Creating a diverse and more defensible business model with the new Twitter Blue could give Twitter another chord in its business arc.

Facebook and Instagram charging Apple users

Likewise, Facebook and Instagram have started sending notifications to iPhone users who have upgraded to iOS 14.5, claiming that their ad personalization tools keep the services free.

With iOS 14.5, Apple released a new privacy framework called App Tracking Transparency, which plans to give users more control over how their data is used and online activity tracking.

When opening an app, users receive a prompt that reads: “Allow [app] to track your activity on other companies’ apps and websites? “

Users can then select “Ask the app not to track” or just “Allow”.

We’re not sure exactly how many users are choosing to allow tracking or not, but it’s clear Facebook feels threatened by the move.

For what it’s worth, Google has stopped tracking third-party cookies on the Internet and offers a similar privacy solution that will make tracking user behavior on different sites an opt-in decision, rather than the default setting.

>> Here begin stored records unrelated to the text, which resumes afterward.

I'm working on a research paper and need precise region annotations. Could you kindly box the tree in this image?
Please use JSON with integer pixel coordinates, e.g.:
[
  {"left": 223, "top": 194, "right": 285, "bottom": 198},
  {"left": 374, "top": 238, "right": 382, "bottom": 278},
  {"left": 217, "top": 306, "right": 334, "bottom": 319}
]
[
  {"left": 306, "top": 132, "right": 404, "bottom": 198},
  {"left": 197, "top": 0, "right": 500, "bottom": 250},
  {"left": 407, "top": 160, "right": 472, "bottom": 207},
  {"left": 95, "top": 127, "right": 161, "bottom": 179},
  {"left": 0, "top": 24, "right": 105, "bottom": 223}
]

Before 2019 – and long before iOS 14.5 hit the radar – Facebook posted a notice to new users saying, “It’s free and always will be.” If the company renegs on that promise, regulators could argue that users who signed up before 2019 were cheated.

As it stands, Facebook hasn’t made any concrete plans to start charging users. However, these new reviews certainly show that Zucerkberg is concerned about the continued profits of its social media giant – it seems unlikely that users, when given a choice, will consent to being followed on the internet.

The European Union has also blocked Facebook from selling data collected from European users to American companies. And, despite Facebook protests, the ban was upheld by the High Court of Ireland.

Obviously, this is another blow to Facebook’s ad-based business model. Maybe the writing is really on the wall for Facebook.

What would paid social media look like?

The Internet existed before the emergence of many free services in mid-August. However, if free social media networks were to disappear, it would represent a radical change in the evolution of the internet.

The greatest danger, perhaps, is that a two-tier system will emerge with exclusive paid apps available for the wealthiest members of society and free apps, even nonprofits, for everyone.

For what it’s worth, the end of aggregating and selling user data for targeted advertising is, in our book, a good thing.

The decline of these vast free-to-use services could even provide a check on the power accumulated by the world’s biggest tech companies and prevent disinformation and prescription ban debacles. It might even provide some sort of solution to the online culture wars that have dominated much of the political landscape for the past decade.

Either way, it looks like we are at the start of a very big change in Internet history.